I need to move vhds from one subscription to other. I would like to know which one is better option for the same: Start-AzureStorageBlobCopy or AzCopy?
Which one takes lesser time ?
Both of them would take the same time as all they do is initiate Async Server-Side Blob Copy. They just tell the service to start copying blob from source to destination. The actual copy operation is performed by Azure Blob Storage Service. The time it would take to copy the blob would depend on a number of factors including but not limited to:
Source & destination location.
Size of the source blob.
Load on storage service.
Running AzCopy without specifying the option /SyncCopy and running PowerShell command Start-AzureStorageBlobCopy should take the same duration, because they both use server side asynchronous copy.

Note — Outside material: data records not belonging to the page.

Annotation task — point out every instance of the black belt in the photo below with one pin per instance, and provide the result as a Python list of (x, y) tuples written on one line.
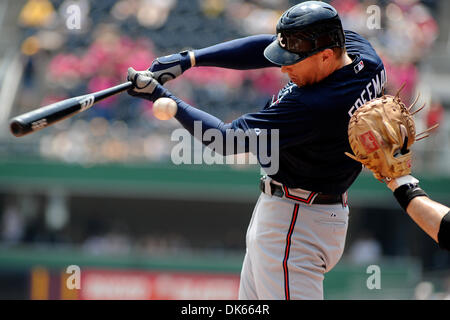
[(320, 198)]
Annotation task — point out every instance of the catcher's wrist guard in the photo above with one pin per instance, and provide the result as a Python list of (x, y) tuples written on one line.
[(405, 193)]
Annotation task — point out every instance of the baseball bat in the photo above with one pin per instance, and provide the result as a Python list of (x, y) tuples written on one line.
[(47, 115)]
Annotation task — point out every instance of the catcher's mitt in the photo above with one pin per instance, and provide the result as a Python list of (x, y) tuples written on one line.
[(381, 133)]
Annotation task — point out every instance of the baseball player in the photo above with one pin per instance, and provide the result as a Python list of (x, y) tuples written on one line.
[(431, 216), (298, 228)]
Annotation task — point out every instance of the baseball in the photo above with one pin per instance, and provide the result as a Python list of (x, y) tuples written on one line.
[(164, 108)]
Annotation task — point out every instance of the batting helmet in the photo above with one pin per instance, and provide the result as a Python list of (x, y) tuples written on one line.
[(303, 30)]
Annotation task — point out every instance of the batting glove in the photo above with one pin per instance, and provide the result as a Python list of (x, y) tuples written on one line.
[(145, 86), (172, 66)]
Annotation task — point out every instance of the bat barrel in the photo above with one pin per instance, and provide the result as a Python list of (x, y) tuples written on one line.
[(45, 116), (18, 129)]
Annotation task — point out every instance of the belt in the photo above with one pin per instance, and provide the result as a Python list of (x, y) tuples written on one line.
[(309, 197)]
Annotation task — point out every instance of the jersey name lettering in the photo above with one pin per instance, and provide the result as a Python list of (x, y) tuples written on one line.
[(373, 89)]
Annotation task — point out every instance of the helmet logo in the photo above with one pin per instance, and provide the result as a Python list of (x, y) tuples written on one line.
[(281, 40)]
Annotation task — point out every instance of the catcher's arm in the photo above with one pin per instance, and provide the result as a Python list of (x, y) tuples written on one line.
[(431, 216), (240, 54)]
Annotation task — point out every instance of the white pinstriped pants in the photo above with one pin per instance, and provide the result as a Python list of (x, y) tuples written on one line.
[(290, 246)]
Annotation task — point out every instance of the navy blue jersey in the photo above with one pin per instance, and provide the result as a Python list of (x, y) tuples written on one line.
[(313, 120)]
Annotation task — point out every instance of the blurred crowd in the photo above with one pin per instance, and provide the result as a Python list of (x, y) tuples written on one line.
[(66, 56)]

If you'd like to copy blobs across regions, you'd better consider specifying the option /SyncCopy while executing AzCopy in order to achieve a consistent speed because the asynchronous copying of data will run in the background of servers that being said you might see inconsistent copying speed among your “copying” operations.
If /SyncCopy option is specified, AzCopy will download the content to memory first, and then upload content back to Azure Storage. In order to achieve better performance of /SyncCopy, you are supposed to run AzCopy in the VM whose region is the same as source storage account. Besides that, the VM size (which decides bandwidth and CPU core number) will probably impact the copying performance as well.
For further information, please refer to Getting Started with the AzCopy Command-Line Utility
They don't take the same time.
I've tried to copy from one account to another and have a huge difference.
Start-AzureStorageBlobCopy -SrcBlob $_.Name -SrcContainer $Container -Context $ContextSrc -DestContainer $Container -DestBlob $_.Name -DestContext $ContextDst --Verbose
This takes about 2.5 hours.
& .\AzCopy.exe /Source:https://$StorageAccountNameSrc.blob.core.windows.net/$Container /Dest:https://$StorageAccountNameDst.blob.core.windows.net/$Container /SourceKey:$StorageAccountKeySrc /DestKey:$StorageAccountKeyDst /S
This takes several minutes.
I have about 600 Mb and about 7000 files here.
Elapsed time: 00.00:03:41
Finished 44 of total 44 file(s).
[2017/06/22 17:05:35] Transfer summary:
-----------------
Total files transferred: 44
Transfer successfully: 44
Transfer skipped: 0
Transfer failed: 0
Elapsed time: 00.00:00:08
Finished 345 of total 345 file(s).
[2017/06/22 17:06:07] Transfer summary:
-----------------
Total files transferred: 345
Transfer successfully: 345
Transfer skipped: 0
Transfer failed: 0
Elapsed time: 00.00:00:31
Do anyone know why it's so different?
In most scenarios, AzCopy is likely to be quicker than Start-AzureStorageBlobCopy due to way you would initiate the copy resulting in fewer calls to Azure API:
[AzCopy]1 call for whole container (regardless of blob count)
vs
[Start-AzureStorageBlobCopy] N number of calls due to number of blobs in container.
Initially I thought it would be same as both appear to trigger same asynchronous copies on Azure side, however on client side this would be directly visible as #Evgeniy has found in his answer.
In 1 blob in container scenario, theoretically both commands would complete at same time.
*EDIT (possible workaround): I was able to decrease my time tremendously by:
Removing console output AND
Using the -ConcurrentTaskCount switch, set to 100 in my case. Cut it down to under 5 minutes now.
AzCopy offers an SLA which the Async copy services lacks. AzCopy is designed for optimal performance. Use the/SyncCopy parameter to get a consistent copy speed.